I was hoping I would have a chance to process what happened for at least twenty-four hours.
Then I would talk it over with Frankie to make sure I’m not being overdramatic (it happens more than you think) and then I planned on talking to Hash about it.
“Aisling,” Hash growls, losing patience.
An exhausted sigh leaves my lips. “He thinks I kept Cormac from you on purpose and that I have some ulterior motive for coming back into your life.”
“He said that?”
“In a roundabout way.”
“What else did he say, Aisling?”
The feelings I felt in the hallway when Trick was slaying me apart come back, getting stuck in my throat. It’s a possibility I don’t want to think about. I wouldn’t be able to live if my baby got taken away from me.
“He started off by saying that you only invited me today to have a relationship with Cormac and you didn’t actually want me.
Which is fine by the way. I would never use him against you just because you didn’t want to be with me.
I hope you know that.” I pause, trying to remember what else he said.
He came at me so fast that I felt like my brain short-circuited.
I’ve never had someone come at me like that before.
It’s scaring me that Hash still hasn’t said a word or butted in.
“Oh, and told me to count my days because the club has a good lawyer and Cormac wouldn’t be with me much longer.
He was going to make sure of it,” I whisper, spilling my guts.
I’m about to keep the tears out of my voice but not the fear. “Oh, and he called me a cunt.”
“What the fuck?” Hash hisses.
I bring my knees closer, hugging them to my chest as I search for comfort.
“You know it’s not true, right?” Hash asks, finally fully turning to look at me.
His eyes are full of rage.
“Which part?” I stupidly ask.
“Which part?” Hash asks in disbelief before losing it. “Fucking all of it! Jesus Christ, Aisling. Glad to know what you really think of me, babe. Better to know now than two years down the line.”
Hash throws the comforter off him and gets out of bed, pulling on his jeans, shirt, and cut.
“Where are you going?” I ask, my heart sinking.
My gut was telling me to lie, but my heart wasn’t in it.

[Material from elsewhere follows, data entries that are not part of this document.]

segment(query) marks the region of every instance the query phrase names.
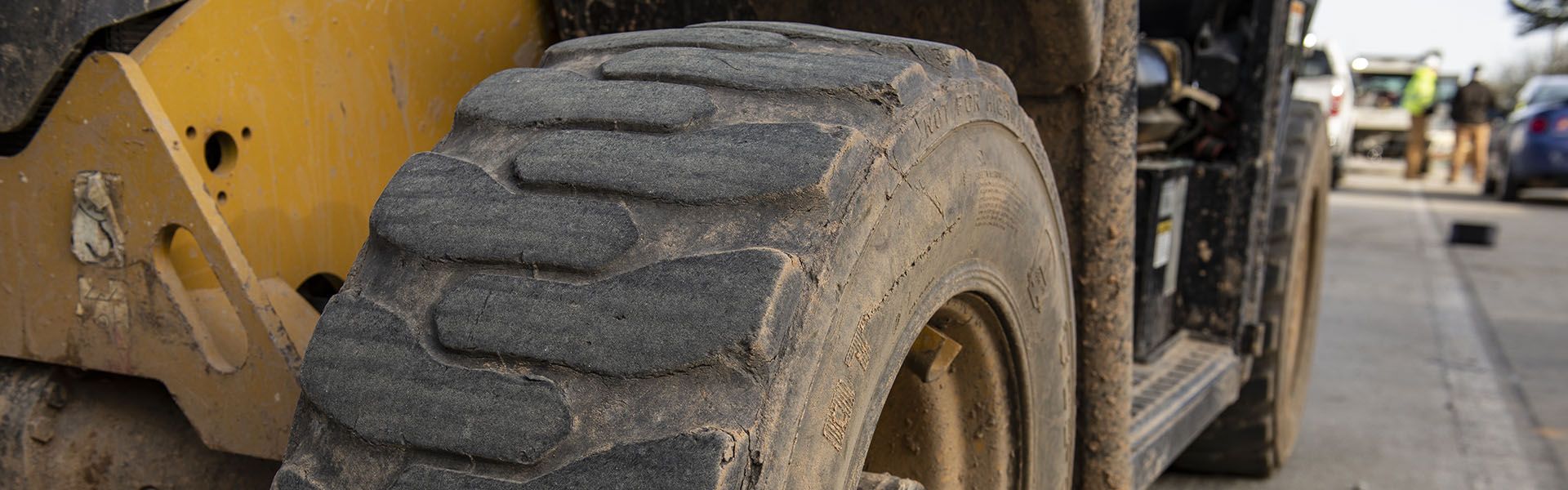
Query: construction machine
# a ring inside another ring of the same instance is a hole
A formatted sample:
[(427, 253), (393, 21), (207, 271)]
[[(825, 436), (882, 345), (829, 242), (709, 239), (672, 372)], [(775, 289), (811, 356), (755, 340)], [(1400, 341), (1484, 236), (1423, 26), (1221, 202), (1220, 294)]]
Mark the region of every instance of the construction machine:
[(0, 487), (1290, 454), (1301, 0), (0, 5)]

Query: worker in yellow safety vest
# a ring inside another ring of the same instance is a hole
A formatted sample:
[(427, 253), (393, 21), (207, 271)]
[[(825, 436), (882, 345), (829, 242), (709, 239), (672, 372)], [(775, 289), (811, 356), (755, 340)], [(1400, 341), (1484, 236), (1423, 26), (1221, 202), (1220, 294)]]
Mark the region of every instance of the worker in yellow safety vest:
[(1410, 75), (1399, 104), (1410, 113), (1410, 133), (1405, 137), (1405, 179), (1427, 173), (1427, 118), (1436, 108), (1438, 66), (1443, 58), (1430, 53)]

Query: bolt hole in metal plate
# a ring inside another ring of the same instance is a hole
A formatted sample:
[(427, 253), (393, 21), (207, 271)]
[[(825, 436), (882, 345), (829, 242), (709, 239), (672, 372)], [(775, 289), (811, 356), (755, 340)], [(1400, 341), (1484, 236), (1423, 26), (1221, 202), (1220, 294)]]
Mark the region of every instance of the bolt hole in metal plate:
[(299, 295), (310, 303), (310, 308), (315, 308), (317, 313), (321, 313), (321, 309), (326, 308), (326, 302), (331, 300), (332, 295), (337, 294), (337, 291), (342, 287), (343, 287), (343, 278), (331, 272), (318, 272), (315, 275), (310, 275), (309, 278), (304, 278), (304, 281), (301, 281), (299, 287), (295, 291), (299, 292)]
[(240, 159), (240, 144), (229, 132), (215, 130), (207, 135), (207, 143), (202, 144), (202, 157), (207, 160), (209, 171), (215, 176), (226, 176), (234, 170), (234, 162)]
[(249, 352), (249, 339), (196, 237), (183, 226), (166, 226), (155, 261), (207, 363), (223, 372), (240, 369)]

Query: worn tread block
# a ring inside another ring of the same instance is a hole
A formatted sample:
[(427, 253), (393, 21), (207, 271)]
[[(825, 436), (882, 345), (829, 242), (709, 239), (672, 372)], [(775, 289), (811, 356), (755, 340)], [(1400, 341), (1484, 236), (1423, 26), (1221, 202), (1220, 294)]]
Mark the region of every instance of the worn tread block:
[(586, 270), (638, 237), (624, 207), (593, 198), (513, 193), (478, 166), (416, 154), (370, 212), (370, 229), (436, 261), (550, 264)]
[(674, 135), (552, 132), (517, 151), (521, 182), (571, 185), (676, 203), (823, 196), (853, 130), (820, 124), (740, 124)]
[(713, 110), (707, 91), (698, 86), (605, 82), (557, 69), (514, 68), (485, 79), (463, 96), (453, 126), (489, 121), (506, 127), (670, 132), (706, 119)]
[(273, 490), (320, 490), (320, 488), (321, 487), (317, 487), (310, 481), (304, 479), (304, 476), (299, 476), (299, 473), (290, 468), (279, 470), (278, 474), (273, 476)]
[(367, 440), (533, 462), (571, 432), (554, 382), (437, 363), (373, 303), (340, 294), (318, 325), (299, 385)]
[[(735, 440), (720, 430), (682, 433), (663, 440), (619, 444), (538, 479), (519, 484), (470, 473), (412, 466), (398, 476), (395, 490), (718, 490), (735, 488), (726, 477), (737, 454)], [(723, 487), (720, 487), (723, 485)]]
[(789, 314), (798, 267), (746, 248), (566, 284), (481, 273), (436, 305), (441, 344), (610, 375), (652, 375), (748, 350)]
[(660, 28), (577, 38), (557, 42), (544, 52), (544, 66), (588, 53), (616, 53), (655, 46), (707, 47), (721, 50), (773, 50), (790, 46), (778, 33), (740, 28)]
[(754, 91), (875, 96), (894, 105), (925, 82), (914, 61), (818, 53), (737, 53), (701, 47), (644, 47), (605, 61), (605, 79), (663, 80)]
[(971, 63), (974, 61), (974, 55), (952, 44), (851, 31), (842, 28), (812, 25), (812, 24), (726, 20), (726, 22), (696, 24), (691, 27), (750, 28), (765, 33), (778, 33), (793, 39), (828, 41), (828, 42), (837, 42), (844, 46), (866, 49), (884, 57), (900, 57), (942, 68), (958, 64), (960, 61), (971, 61)]

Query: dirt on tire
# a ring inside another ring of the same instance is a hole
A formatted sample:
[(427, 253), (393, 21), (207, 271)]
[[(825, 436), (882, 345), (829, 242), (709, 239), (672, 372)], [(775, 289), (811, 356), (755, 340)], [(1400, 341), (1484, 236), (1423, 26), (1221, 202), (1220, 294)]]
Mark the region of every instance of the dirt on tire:
[(370, 231), (274, 488), (853, 488), (961, 294), (1010, 328), (1019, 484), (1071, 481), (1055, 184), (961, 49), (768, 22), (560, 42), (474, 88)]

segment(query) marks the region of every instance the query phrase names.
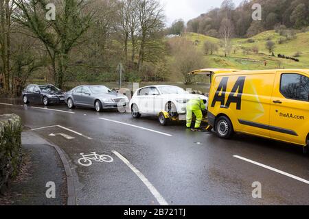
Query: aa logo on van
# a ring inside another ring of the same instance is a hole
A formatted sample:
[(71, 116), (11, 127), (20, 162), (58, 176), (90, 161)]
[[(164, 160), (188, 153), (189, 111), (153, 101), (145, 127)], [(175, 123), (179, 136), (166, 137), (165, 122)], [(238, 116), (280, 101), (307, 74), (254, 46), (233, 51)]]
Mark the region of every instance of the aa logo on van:
[(211, 107), (214, 107), (216, 102), (220, 102), (221, 108), (228, 109), (231, 103), (236, 103), (236, 110), (240, 110), (245, 80), (245, 76), (238, 77), (227, 98), (227, 101), (225, 102), (225, 93), (227, 92), (229, 77), (223, 77), (212, 101)]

I should have listened to my gut, because in the end they always shoot the messenger.
“Got shit to do. I’ll catch you later.”
The tears I was keeping at bay spill over, trailing down my face. I feel like I’ve gone back in time to the night he left for good and cut me out of his life.
Except this time he’s not only walking out on me. He’s walking out on Cormac too.
“If you walk out that door again, this is done. You won’t be welcome back,” I tell him, finding my voice even though it comes out broken.